Dorothy played an important role in collaborative efforts to extend studies of vocal communication to investigate how monkeys perceive events in their day-to-day lives. Using noninvasive techniques for extracting hormone metabolites from faecal samples, she and her colleagues assessed baboons’ responses to potentially stressful events, such as a change in the male dominance hierarchy or the loss of a close relative. For example, male chacma baboons often commit infanticide after they immigrate into groups and acquire top-ranking positions. Studies of females’ stress hormone levels before and after changes in the identity of the top-ranking male showed that lactating females, whose infants were most vulnerable to infanticide, exhibited the most pronounced increases in these hormones—suggesting that these females had some understanding of their own risk. Long-term behavioural and demographic data collected by a series of investigators working under Dorothy and Robert’s supervision also documented the positive impact of social bonds on female reproductive success and longevity.

In recognition of her academic accomplishments, Dorothy was elected to the National Academy of Sciences and the American Academy of Arts and Sciences in 2015. She held an honorary PhD from University of Neuchatel, Switzerland (2013) and received the Distinguished Primatologist Award from the American Society of Primatologists (2016) and the Distinguished Animal Behaviorist Award from the Animal Behavior Society (2016).

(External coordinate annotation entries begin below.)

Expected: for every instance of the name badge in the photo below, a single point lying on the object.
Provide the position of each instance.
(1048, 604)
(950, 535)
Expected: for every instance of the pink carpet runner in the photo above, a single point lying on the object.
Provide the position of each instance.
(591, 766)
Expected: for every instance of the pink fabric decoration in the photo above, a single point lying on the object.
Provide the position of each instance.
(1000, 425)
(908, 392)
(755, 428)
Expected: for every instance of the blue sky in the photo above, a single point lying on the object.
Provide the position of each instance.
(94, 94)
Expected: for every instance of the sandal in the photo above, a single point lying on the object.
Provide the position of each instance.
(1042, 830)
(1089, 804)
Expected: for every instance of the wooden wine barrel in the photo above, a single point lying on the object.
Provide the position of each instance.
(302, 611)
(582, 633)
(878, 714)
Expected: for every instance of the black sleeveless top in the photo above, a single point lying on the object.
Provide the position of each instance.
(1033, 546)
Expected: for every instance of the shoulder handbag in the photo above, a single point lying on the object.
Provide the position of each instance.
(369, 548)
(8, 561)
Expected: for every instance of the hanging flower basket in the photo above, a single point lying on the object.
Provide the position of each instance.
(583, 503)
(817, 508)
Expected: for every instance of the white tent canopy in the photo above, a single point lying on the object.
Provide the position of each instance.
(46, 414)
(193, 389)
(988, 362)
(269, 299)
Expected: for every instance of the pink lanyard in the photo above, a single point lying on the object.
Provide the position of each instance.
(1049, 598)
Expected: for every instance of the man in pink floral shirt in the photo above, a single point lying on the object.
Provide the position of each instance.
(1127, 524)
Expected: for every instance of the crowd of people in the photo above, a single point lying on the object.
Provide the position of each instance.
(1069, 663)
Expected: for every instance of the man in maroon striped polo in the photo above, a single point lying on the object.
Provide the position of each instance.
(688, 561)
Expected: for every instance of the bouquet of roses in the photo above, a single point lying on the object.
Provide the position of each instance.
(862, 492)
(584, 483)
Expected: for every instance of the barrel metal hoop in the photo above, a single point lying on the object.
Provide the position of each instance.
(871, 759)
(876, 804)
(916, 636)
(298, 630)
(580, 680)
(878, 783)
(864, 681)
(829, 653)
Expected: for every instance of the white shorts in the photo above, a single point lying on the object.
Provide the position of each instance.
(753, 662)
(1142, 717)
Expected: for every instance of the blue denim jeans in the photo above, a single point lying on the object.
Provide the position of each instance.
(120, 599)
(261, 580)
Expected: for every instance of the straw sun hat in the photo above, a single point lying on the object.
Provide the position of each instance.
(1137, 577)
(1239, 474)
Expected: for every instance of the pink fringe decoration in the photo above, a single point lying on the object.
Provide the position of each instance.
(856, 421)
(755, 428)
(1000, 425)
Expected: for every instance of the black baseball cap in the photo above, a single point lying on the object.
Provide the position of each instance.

Dorothy was also an outstanding mentor to her doctoral students and postdoctoral fellows. She provided direct and sometimes bracing feedback, along with unstinting support and encouragement. Many who worked with Dorothy became part of her academic extended family, sharing a strong connection with each other.

In addition, Dorothy was a valuable role model for a generation of academics trying to balance the (often) conflicting demands of academic life, fieldwork and family. Dorothy and Robert brought their own children, Lucy and Keena, to the field for extended periods, and many families made Baboon Camp their temporary home. We fondly remember warm afternoons fishing from the sandy beaches of the Boro River, convivial dinners under the stars, song sessions around the campfire and endless gossip about the baboons. Dorothy had the uncanny ability to find parallels between the baboons’ social dilemmas and personalities with those of characters in Jane Austen novels. Her sharp mind, dry wit and abiding fondness for the animals she studied endeared her to many.